Firma FroGum z Grodziska Mazowieckiego specjalizuje się w produkcji dywaników samochodowych i wkładek do bagażnika, tworzy produkty co do milimetra dopasowane do różnorodnych marek i modeli samochodów. Te, następnie eksportowane są do kilkudziesięciu krajów na świecie. Nie byłoby to możliwe bez dopracowania nowoczesnej linii produkcyjnej, z której co 5-10 sekund schodzi jeden dywanik.

Materiał kluczem do sukcesu

W sercu linii produkcyjnej leży innowacyjne tworzywo TPE, czyli tzw. Thermoplastic Elastomer, które jest kluczowym elementem dywaników. Stanowiąc specjalną, autorską mieszankę opracowaną przez firmę, wyróżnia się tym, że nie zawiera substancji szkodliwych dla zdrowia. Tworzywo łączy elastyczność gumy z trwałością plastiku, co przekłada się na długotrwałą odporność dywaników na różnorodne warunki eksploatacyjne. Tworzywo TPE jest również wytrzymałe na ekstremalne temperatury i substancje chemiczne.

– Nasz autorski materiał stworzyliśmy specjalnie do produkcji dywaników i wkładek do bagażnika. Zależało nam na opracowaniu takiej mieszanki, dzięki której finalne produkty będą nie tylko funkcjonalne, ale i łatwe w czyszczeniu, wytrzymałe i maksymalnie chroniące oryginalną podłogę auta. Wiedzieliśmy także, jak wielu kierowców zwraca uwagę na aspekt wizualny. W tej kwestii TPE okazało się świetnym pomysłem. Stanowi dobre rozwiązanie dla kierowców poszukujących akcesoriów samochodowych, które łączą w sobie innowacyjność, trwałość, ale także bezpieczeństwo – przekonuje Bartosz Frontczak, Chief Research and Development Officer, członek zarządu FroGum.

Co ciekawe, tworzywo TPE oraz system linii produkcyjnej pozwalają na to, aby wytwarzanie dywaników i wkładek do bagażnika w Grodzisku Mazowieckim odbywało się w duchu „zero waste”, gdzie najmniejszy miligram niewykorzystanego materiału zostaje przetworzony oraz spożytkowany w kolejnych produktach.

Technologia 3D, czyli produkcja niczym w „Zaczarowanym Ołówku”

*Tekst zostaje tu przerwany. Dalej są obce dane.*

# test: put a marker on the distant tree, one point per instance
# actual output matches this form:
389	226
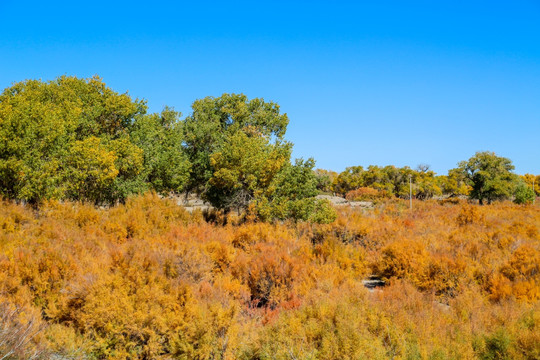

Kluczowym elementem, który wyróżnia produkcję dywaników w zakładzie FroGum, jest zaawansowane wykorzystanie technologii skanowania 3D. Ta nowoczesna metoda umożliwia firmie z Grodziska Mazowieckiego dokładne odwzorowanie geometrii wnętrza pojazdów. Precyzja, osiągana dzięki skanowaniu podłogi konkretnego modelu pojazdu, pozwala na uzyskanie szczegółowych wymiarów i kształtów, niezbędnych do wykonania form, na których – dzięki specjalistycznym maszynom i prasom – powstają gotowe dywaniki samochodowe. Mimo tak zaawansowanej technologii, cały proces wciąż pozostaje dużym wyzwaniem wymagającym ciągłego zaangażowania. Wiąże się to z różnorodnymi i nierzadko bardzo skomplikowanymi układami podłóg w pojawiających się na rynku modelach.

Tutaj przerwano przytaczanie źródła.